Scontri tra manifestanti e polizia si sono verificati a Ferguson, nel Missouri, in seguito al verdetto del Gran Giurì che ha deciso di non incriminare Darren Wilson, il poliziotto ventottenne che lo scorso 9 agosto ha ucciso a colpi di pistola un ragazzo nero di 18 anni, Michael Brown. Molti negozi distrutti, edifici dati alle fiamme, lanci di pietre e bottiglie di vetro contro le forze dell’ordine, diversi feriti: è questo il bilancio delle proteste di Ferguson, dove ad agosto è avvenuto l’omicidio del giovane afroamericano. Le proteste si sono estese anche ad altre città, tra cui New York, Chicago, Washington.
La decisione del Grand Jury (che di norma decide se esistono prove a sufficienza per iniziare o meno un processo penale a carico di qualcuno) di non mandare sotto processo l’agente Wilson per mancanza di prove a suo carico non ha convinto il Ministero della Giustizia, che ha avviato un’inchiesta indipendente per fare maggiore luce sull’accaduto.
I risultati dell’autopsia hanno dimostrato che il giovane è stato raggiunto da almeno sei colpi di pistola, di cui due mortali al cranio e quattro al braccio destro.
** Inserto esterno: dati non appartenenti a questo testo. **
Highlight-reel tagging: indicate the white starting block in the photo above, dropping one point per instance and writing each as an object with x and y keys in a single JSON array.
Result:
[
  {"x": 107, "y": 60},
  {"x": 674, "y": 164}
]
Al momento, secondo quanto hanno rilevato le indagini dei medici legali, sembra che il poliziotto abbia sparato frontalmente in direzione della vittima e da una distanza non troppo ravvicinata, perché sul cadavere di Michael non era presente polvere da sparo. L’agente si è difeso affermando di essere stato assalito da Brown, che a suo dire era “arrabbiato come un demonio”. Questa forse la dichiarazione che ha impressionato maggiormente i giudici presenti in aula. L’agente avrebbe riportato alcune escoriazioni sul collo e sul viso, segno evidente della colluttazione.
Tuttavia sulla vicenda pesano come un macigno delle vecchie testimonianze, secondo cui pare che Brown, al momento degli spari, non solo fosse disarmato, ma stesse per arrendersi. Le nuove dichiarazioni, fornite in aula, sarebbero apparse contraddittorie rispetto alle precedenti.
Il problema ora negli Usa è porre un argine alla rabbia della gente, in particolare di Ferguson, in cui tre quarti della popolazione è nera e quasi tutti gli agenti di polizia, più del 90%, sono bianchi. Per le strade è divampata una collera mista ad odio interrazziale, alimentata dalla mancanza di coesione e integrazione sociale.
Un appello alla non violenza e quattro minuti e mezzo di silenzio, queste le richieste della famiglia del ragazzo assassinato, per ricordare le quattro ore e mezzo in cui il corpo senza vita di Michael Brown è rimasto sull’asfalto prima di essere soccorso. Il Gran Giurì ha deliberato, ma l’America non ci sta.